A prime example is Vertex Pharmaceuticals’s ivacaftor. This is the first drug approved (in 2012) to treat a specific malfunctioning protein caused by the genetic defect in cystic fibrosis patients. Ivacaftor is currently approved for six percent of the 70,000 patients with CF worldwide. With its annual price of over $300,000, analysts estimate that ivacaftor will top $1 billion in sales by 2018 and possibly three to five times that when combined with other drugs to boost its reach.
These are just a few examples of the vast number of diverse types of small molecule drugs already on the market (let alone those currently in development). Here are a few reasons why I’m betting that small molecules will continue to dominate pharmaceutical pipelines:
1) It’s almost impossible to imagine just how many small molecules there are out there. Simply using the category “small molecules” is a misnomer. It lumps together molecules whose structure, function, medical usage, potency and safety profiles can be radically, and wonderfully, different.
2) Much of our biology is driven by small molecules, so it makes sense to use another small molecule to address any biological problems. For example, as a rule of thumb, nature likes to use “large molecules” such as proteins and sugars as building blocks and “small molecules” (such as cyclic AMP, which activates enzymes called kinases) for signaling and inhibition.

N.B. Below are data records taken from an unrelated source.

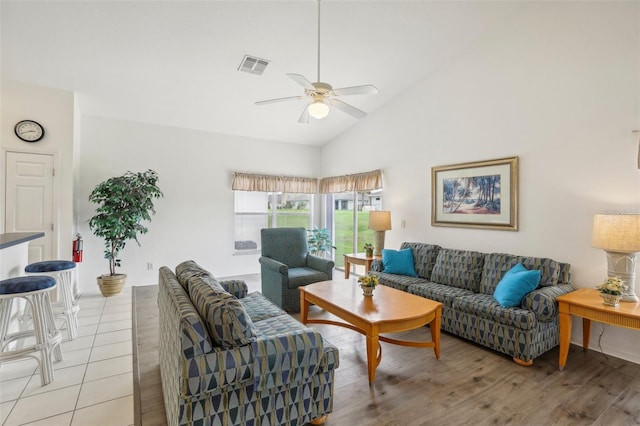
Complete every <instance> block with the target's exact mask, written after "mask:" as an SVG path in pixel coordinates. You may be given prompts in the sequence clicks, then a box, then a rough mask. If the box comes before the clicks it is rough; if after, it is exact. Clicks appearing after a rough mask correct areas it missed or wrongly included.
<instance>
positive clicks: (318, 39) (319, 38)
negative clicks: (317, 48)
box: [316, 0, 322, 82]
mask: <svg viewBox="0 0 640 426" xmlns="http://www.w3.org/2000/svg"><path fill="white" fill-rule="evenodd" d="M316 81H318V82H319V81H322V80H320V0H318V80H316Z"/></svg>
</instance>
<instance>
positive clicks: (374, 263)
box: [370, 259, 384, 272]
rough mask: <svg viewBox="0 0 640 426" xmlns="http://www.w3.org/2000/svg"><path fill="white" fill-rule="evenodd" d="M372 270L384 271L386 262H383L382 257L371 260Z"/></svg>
mask: <svg viewBox="0 0 640 426" xmlns="http://www.w3.org/2000/svg"><path fill="white" fill-rule="evenodd" d="M370 271H371V272H382V271H384V264H383V263H382V259H374V260H373V262H371V269H370Z"/></svg>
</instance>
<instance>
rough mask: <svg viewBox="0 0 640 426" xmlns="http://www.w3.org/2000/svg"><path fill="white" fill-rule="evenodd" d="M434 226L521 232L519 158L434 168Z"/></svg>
mask: <svg viewBox="0 0 640 426" xmlns="http://www.w3.org/2000/svg"><path fill="white" fill-rule="evenodd" d="M431 224H432V225H433V226H457V227H465V228H485V229H501V230H507V231H517V230H518V157H510V158H500V159H498V160H489V161H477V162H473V163H462V164H451V165H449V166H438V167H432V168H431Z"/></svg>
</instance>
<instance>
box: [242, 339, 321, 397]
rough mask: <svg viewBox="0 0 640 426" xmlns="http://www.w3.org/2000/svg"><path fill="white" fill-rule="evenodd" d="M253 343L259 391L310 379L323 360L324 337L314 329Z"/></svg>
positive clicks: (253, 363)
mask: <svg viewBox="0 0 640 426" xmlns="http://www.w3.org/2000/svg"><path fill="white" fill-rule="evenodd" d="M251 346H252V348H253V360H254V361H253V377H254V380H255V389H256V390H259V391H263V390H267V389H271V388H274V387H278V386H282V385H284V384H287V383H294V382H300V381H301V380H304V379H307V378H310V377H312V376H313V375H314V374H316V372H317V371H318V368H319V366H320V362H321V360H322V353H323V346H322V336H321V335H320V333H318V332H317V331H316V330H313V329H310V328H307V329H303V330H295V331H289V332H286V333H280V334H275V335H272V336H264V337H258V339H257V340H256V341H255V342H253V343H251Z"/></svg>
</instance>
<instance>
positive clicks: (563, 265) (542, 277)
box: [371, 242, 575, 365]
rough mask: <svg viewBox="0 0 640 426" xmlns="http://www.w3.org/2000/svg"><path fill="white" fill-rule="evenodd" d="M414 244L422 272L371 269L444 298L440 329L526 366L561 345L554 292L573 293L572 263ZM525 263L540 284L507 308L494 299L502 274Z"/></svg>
mask: <svg viewBox="0 0 640 426" xmlns="http://www.w3.org/2000/svg"><path fill="white" fill-rule="evenodd" d="M407 248H410V249H411V251H412V253H413V260H414V267H415V272H416V273H417V275H418V277H409V276H404V275H396V274H388V273H385V272H384V264H383V262H382V261H381V260H375V261H374V262H373V264H372V267H371V270H372V272H373V273H375V275H377V276H378V278H379V280H380V283H381V284H385V285H388V286H390V287H394V288H397V289H400V290H404V291H407V292H409V293H413V294H417V295H419V296H422V297H426V298H428V299H431V300H436V301H438V302H441V303H443V305H444V306H443V309H442V329H443V330H445V331H448V332H449V333H453V334H455V335H458V336H460V337H463V338H465V339H468V340H472V341H474V342H476V343H479V344H481V345H483V346H486V347H489V348H491V349H494V350H496V351H499V352H502V353H504V354H507V355H510V356H512V357H513V359H514V361H515V362H517V363H518V364H522V365H531V364H532V363H533V359H534V358H536V357H538V356H540V355H541V354H543V353H544V352H546V351H548V350H549V349H551V348H553V347H555V346H557V345H558V344H559V330H558V329H559V327H558V305H557V303H556V297H558V296H560V295H562V294H565V293H569V292H571V291H573V290H575V288H574V287H573V286H572V285H571V272H570V265H569V264H567V263H560V262H556V261H555V260H552V259H547V258H538V257H524V256H516V255H511V254H503V253H480V252H476V251H464V250H453V249H446V248H441V247H440V246H437V245H431V244H424V243H410V242H405V243H402V245H401V249H407ZM518 263H521V264H522V265H524V266H525V267H526V268H527V269H530V270H531V269H538V270H540V271H541V279H540V284H539V285H538V287H537V288H536V289H535V290H533V291H532V292H530V293H528V294H527V295H526V296H525V297H524V298H523V299H522V302H521V303H520V306H516V307H510V308H504V307H502V306H501V305H500V304H499V303H498V302H496V300H495V299H494V298H493V293H494V290H495V289H496V286H497V284H498V282H499V281H500V279H501V278H502V277H503V276H504V274H505V273H506V272H507V271H508V270H510V269H511V268H512V267H513V266H514V265H516V264H518Z"/></svg>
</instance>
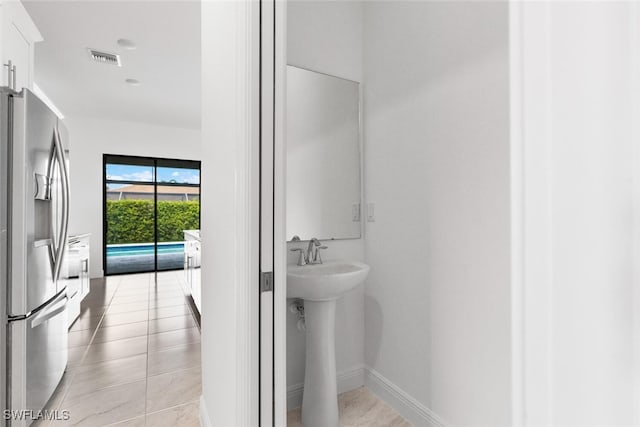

3) They’re relatively easy to make, scalable, and highly profitable. These are significant advantages. On average, a small molecule drug costs about $1/day to produce, with generics typically costing even less. By comparison, a biologics’ average cost is approximately $22/day or roughly $10,000/year.
Given all this, it shouldn’t come as a surprise that as we look at the therapeutic pipelines of pharma, many companies still continue to develop small molecules for almost every imaginable indication. Pharma giant Roche, after all, recently announced plans to restructure its small molecule manufacturing plant, a definitive nod to the significance of small molecule drugs.
So, with all due respect for the latest advances in our field from antibodies to genetic therapies, I’m going to stick my neck out and posit that this diverse, chaotic, illogical, and huge family we call “small molecules” will continue to play a significant role in the pharmaceutical industry for the foreseeable future.
This silent majority still has a lot to say.